The K-ships were part of West Coast lighter-than-air (LTA) squadron ZP-32, which was commissioned at Naval Air Station Sunnyvale in January 1942. The airmen assigned to the K-ships spent hours patrolling the coast looking for Japanese submarines.
According to information Wasel gathered, ZP-32 spent 108 hours on patrol in 1942. Patrols increased each year: 380 in 1943; 1,046 in 1944; and 4,147 in 1945.
Hidden Parts
Around a decade ago, environmental remediation on Hangar One began to remove and mitigate the polychlorinated biphenyls (PCBs), lead, and asbestos. A big part of the work, according to Wasel, was removing all the hangar’s corrugated steel outer structure and asbestos undercladding. It was during this process that workers found the fore and aft sections of K-22’s control car that had been salvaged from the 1943 crash shoved in the corners. The parts had been saved for use on other K-ships in the fleet.
"As a result, some of those parts remained in Hangar One, only to be rediscovered some 71 years later," Wasel said. "These salvaged sections were then offered to the Moffett Field Museum, which, after considerable deliberations, committed to restoring the control car to its original 1943 configuration."
It is not an easy task, he said, as it not only means repairing the original crash-damaged sections but also fabricating all six of the control car’s missing middle internal skeletal frames. Donations and museum admissions have helped pay for the restoration, as have grants from the Lennox Foundation, which provided project funding up to 2023.
The Devil in the Details
Museum personnel reached out to the Smithsonian Institution in Washington, D.C., to obtain the original plans for the K-ships, which were built by Goodyear. Boxes of microfilm and drawings were sent and are being used to assure authenticity in the restoration.

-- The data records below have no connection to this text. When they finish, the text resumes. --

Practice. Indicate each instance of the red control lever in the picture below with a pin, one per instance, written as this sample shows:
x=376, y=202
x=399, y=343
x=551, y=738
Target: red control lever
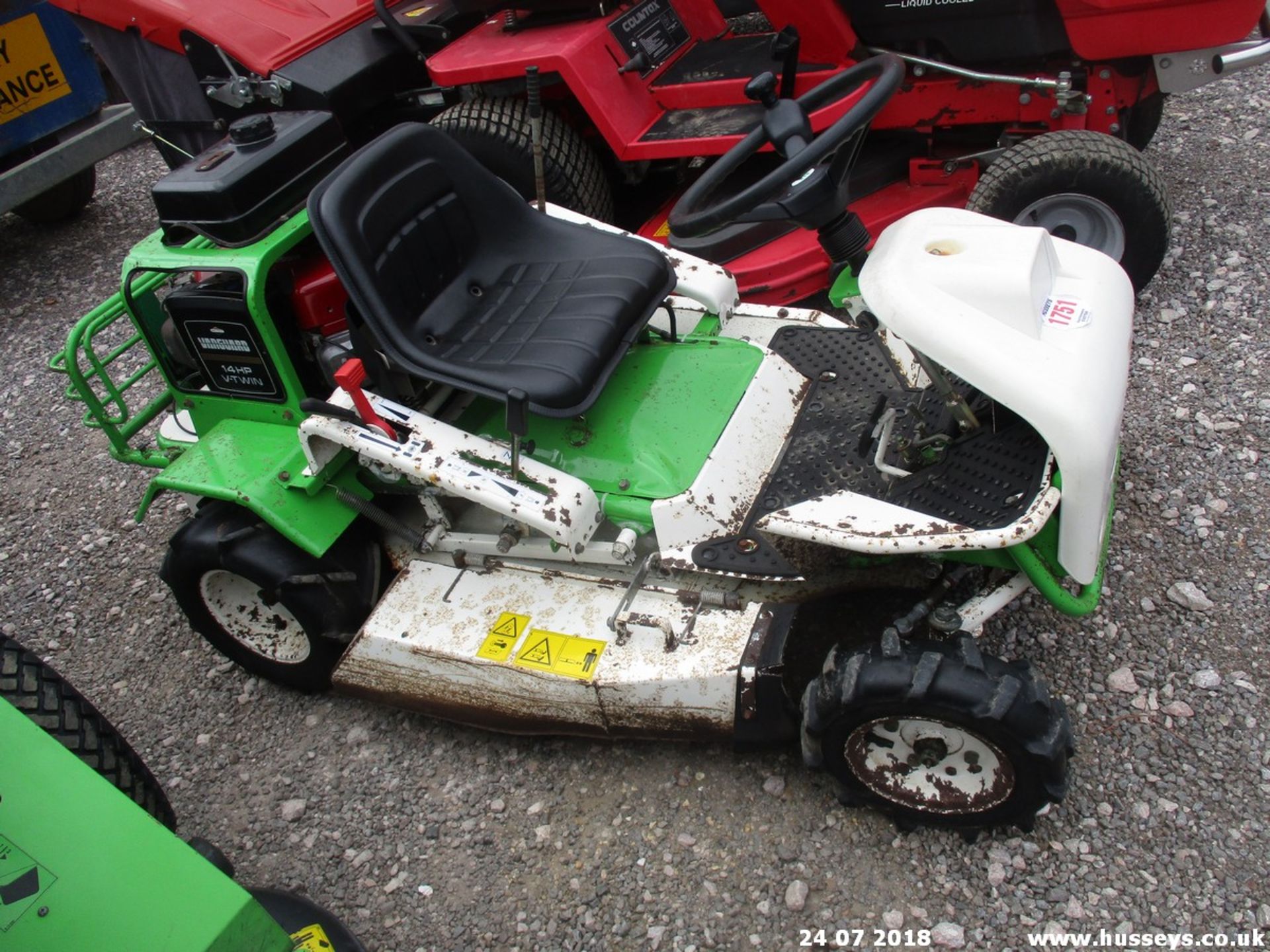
x=349, y=377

Despite having the factory drawings, it became clear that building K-ships during the war was very much artistry rather than assembly-line, cookie-cutter construction, as no one control car was built exactly as another.
"Quality varied in both materials and quality of assembly, so K-22’s existing dimensions can vary from the drawings to those on the actual gondola," Wasel said. "Goodyear, using relatively unskilled labor, was still able to meet wartime manufacturing quotas, all while delivering a vital wartime commodity. These dimensional variances, all of which also added their own unique restoration challenges for the museum, nevertheless reinforced the conditions of wartime urgency under which K-22 was fabricated."
The museum originally contracted with Bright Light Welding of Santa Clara for customized welding and fabrication, But when the company ceased operations, the gondola was returned to the museum, and fabrication will continue with volunteer labor.
Moffett Field Museum is also looking for original interior fittings for the cockpit instrumentation and crew workstations. This includes a complete 1943 antisubmarine warfare (ASW) radar and communications suite. The museum has also received help from NEAM in Windsor Locks, Connecticut. NEAM has restored the control car from K-28, a sister to K-22, and provided photographs, drawings, and other restoration support.
When completed, the gondola of K-22 will join the other aircraft and ground vehicles of the museum.
NAS Moffett Field
Naval Air Station (NAS) Moffett Airfield was decommissioned by the U.S. Navy in 1994. The airport is now occupied by Google and NASA's Ames Research Center, but the LTA operations have not been forgotten.
Although those operations and K-22 enjoyed a short, eventful existence at NAS Moffett Field, the K-22 will become part of the Moffett Historical Society museum and provide a unique physical link to the brief but important chapter in Moffett Field’s history.